Publié le 14 mai 2008
J’ai la ferme conviction que des pays tels que le Canada doivent agir pour protéger et mettre en vigueur les lois et les codes internationaux de comportement qu’ils ont ratifiés aux Nations Unies au fil des ans. Ces lois ont été conçues pour sauvegarder les droits de la personne, protéger les êtres humains pris au piège dans des guerres et des conflits et nous donner l’assurance que la primauté du droit est respectée.
Je crois fermement que le maintien illégal en prison et le jugement d’Omar Khadr – enfant-soldat âgé de 15 ans au moment de son arrestation en 2002 – sont contraires au Protocole facultatif à la Convention relative aux droits de l'enfant, et concernant la participation des enfants aux conflits armés. Et notre consentement à son incarcération et à son jugement remettent en question la position du Canada, en tant que pays respectueux des droits de la personne et du droit international. Plus que jamais auparavant, les nouveaux défis mondiaux que nous affrontons au lendemain des attentats terroristes du 11 septembre 2001 imposent aux pays tels que le Canada de protéger et de respecter le droit international.

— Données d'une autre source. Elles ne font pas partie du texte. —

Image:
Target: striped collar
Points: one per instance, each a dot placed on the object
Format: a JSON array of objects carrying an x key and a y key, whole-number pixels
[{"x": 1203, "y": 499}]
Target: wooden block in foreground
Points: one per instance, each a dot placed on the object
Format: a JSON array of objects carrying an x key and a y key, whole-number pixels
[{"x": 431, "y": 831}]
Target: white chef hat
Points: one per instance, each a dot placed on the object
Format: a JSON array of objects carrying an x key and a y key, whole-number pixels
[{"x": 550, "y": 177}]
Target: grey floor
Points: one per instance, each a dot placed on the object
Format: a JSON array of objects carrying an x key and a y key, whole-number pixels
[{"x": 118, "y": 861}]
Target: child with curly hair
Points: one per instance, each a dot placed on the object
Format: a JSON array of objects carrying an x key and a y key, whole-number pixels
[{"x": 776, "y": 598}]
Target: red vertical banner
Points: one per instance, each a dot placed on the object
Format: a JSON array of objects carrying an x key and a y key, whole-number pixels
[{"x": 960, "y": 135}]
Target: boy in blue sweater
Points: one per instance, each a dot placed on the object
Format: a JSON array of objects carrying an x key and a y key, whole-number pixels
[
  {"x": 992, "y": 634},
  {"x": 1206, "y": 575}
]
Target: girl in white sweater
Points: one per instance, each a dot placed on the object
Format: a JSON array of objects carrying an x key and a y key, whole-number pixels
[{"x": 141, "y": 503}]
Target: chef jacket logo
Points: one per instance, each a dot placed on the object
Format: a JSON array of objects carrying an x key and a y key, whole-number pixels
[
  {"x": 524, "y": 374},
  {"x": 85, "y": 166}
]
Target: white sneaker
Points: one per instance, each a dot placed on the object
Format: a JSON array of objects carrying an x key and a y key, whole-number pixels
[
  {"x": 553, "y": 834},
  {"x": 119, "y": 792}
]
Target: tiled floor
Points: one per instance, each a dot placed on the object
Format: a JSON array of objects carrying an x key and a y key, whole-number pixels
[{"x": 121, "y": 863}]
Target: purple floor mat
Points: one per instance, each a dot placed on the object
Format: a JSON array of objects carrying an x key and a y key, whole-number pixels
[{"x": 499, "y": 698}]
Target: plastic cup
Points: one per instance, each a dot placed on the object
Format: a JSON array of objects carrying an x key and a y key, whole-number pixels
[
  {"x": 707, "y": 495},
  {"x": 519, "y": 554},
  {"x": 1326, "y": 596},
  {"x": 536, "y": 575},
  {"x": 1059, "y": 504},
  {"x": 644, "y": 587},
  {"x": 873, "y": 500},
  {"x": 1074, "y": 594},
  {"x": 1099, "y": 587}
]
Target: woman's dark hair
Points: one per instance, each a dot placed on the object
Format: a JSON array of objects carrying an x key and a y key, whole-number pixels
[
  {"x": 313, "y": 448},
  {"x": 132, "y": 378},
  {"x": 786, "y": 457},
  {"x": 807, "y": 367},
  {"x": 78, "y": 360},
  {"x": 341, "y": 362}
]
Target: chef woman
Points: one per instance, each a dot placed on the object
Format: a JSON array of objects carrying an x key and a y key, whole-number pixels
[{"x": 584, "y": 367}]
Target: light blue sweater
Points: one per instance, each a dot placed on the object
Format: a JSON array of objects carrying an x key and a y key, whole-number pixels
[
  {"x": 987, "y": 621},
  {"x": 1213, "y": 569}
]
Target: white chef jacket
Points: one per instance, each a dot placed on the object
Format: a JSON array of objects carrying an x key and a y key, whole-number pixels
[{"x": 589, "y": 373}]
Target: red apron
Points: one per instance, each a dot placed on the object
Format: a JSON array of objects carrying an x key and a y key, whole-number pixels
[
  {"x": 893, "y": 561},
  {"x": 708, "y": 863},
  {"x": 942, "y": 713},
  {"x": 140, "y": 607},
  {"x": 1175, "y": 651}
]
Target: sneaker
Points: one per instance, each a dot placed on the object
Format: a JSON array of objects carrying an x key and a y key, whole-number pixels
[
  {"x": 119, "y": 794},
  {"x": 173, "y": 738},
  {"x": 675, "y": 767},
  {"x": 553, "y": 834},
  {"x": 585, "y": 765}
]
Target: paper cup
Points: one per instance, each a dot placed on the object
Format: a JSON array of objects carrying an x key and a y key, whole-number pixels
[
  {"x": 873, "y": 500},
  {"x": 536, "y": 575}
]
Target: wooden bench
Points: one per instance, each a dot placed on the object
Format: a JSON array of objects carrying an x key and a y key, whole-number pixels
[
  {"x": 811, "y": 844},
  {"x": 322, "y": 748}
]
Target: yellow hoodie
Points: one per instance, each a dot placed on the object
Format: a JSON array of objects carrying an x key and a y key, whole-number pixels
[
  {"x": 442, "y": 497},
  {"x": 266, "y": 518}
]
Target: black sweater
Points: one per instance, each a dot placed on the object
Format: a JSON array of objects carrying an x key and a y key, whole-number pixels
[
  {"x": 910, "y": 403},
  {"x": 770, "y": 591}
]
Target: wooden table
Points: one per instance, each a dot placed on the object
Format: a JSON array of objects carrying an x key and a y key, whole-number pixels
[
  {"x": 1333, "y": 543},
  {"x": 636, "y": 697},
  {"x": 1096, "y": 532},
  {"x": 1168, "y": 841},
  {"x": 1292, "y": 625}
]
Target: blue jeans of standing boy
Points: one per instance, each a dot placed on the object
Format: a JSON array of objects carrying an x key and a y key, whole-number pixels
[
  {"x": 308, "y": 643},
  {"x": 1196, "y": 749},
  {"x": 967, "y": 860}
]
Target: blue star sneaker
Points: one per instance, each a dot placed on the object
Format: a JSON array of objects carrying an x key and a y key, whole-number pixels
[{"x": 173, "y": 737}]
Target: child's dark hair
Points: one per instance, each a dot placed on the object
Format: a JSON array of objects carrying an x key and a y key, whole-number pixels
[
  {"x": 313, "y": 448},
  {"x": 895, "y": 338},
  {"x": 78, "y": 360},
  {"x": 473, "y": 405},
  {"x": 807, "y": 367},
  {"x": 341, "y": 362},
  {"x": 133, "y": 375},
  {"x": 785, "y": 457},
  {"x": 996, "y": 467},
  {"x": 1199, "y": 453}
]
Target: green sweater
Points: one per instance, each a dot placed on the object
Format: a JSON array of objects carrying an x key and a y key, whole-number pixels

En toute franchise, je crois qu’on cherche à détourner l’attention du problème en cause pour engager un débat sur le vocabulaire que j’ai utilisé dans ma réponse à une question piège d’un député conservateur lors de mon témoignage devant le Sous-comité des droits internationaux de la personne de la Chambre des communes, qui m’avait demandé si j’assimilais les gouvernements du Canada et des États-Unis à Al-Qaïda sur le plan du terrorisme. Qu’il me suffise de dire que je n’avais nullement l’intention d’établir un parallèle entre les autorités canadiennes et américaines et l’organisation terroriste Al-Qaïda. Il n’en reste pas moins que, si nous violons le droit international sous prétexte de combattre le terrorisme, nous risquons de nous mettre collectivement au niveau de ceux contre lesquels nous luttons.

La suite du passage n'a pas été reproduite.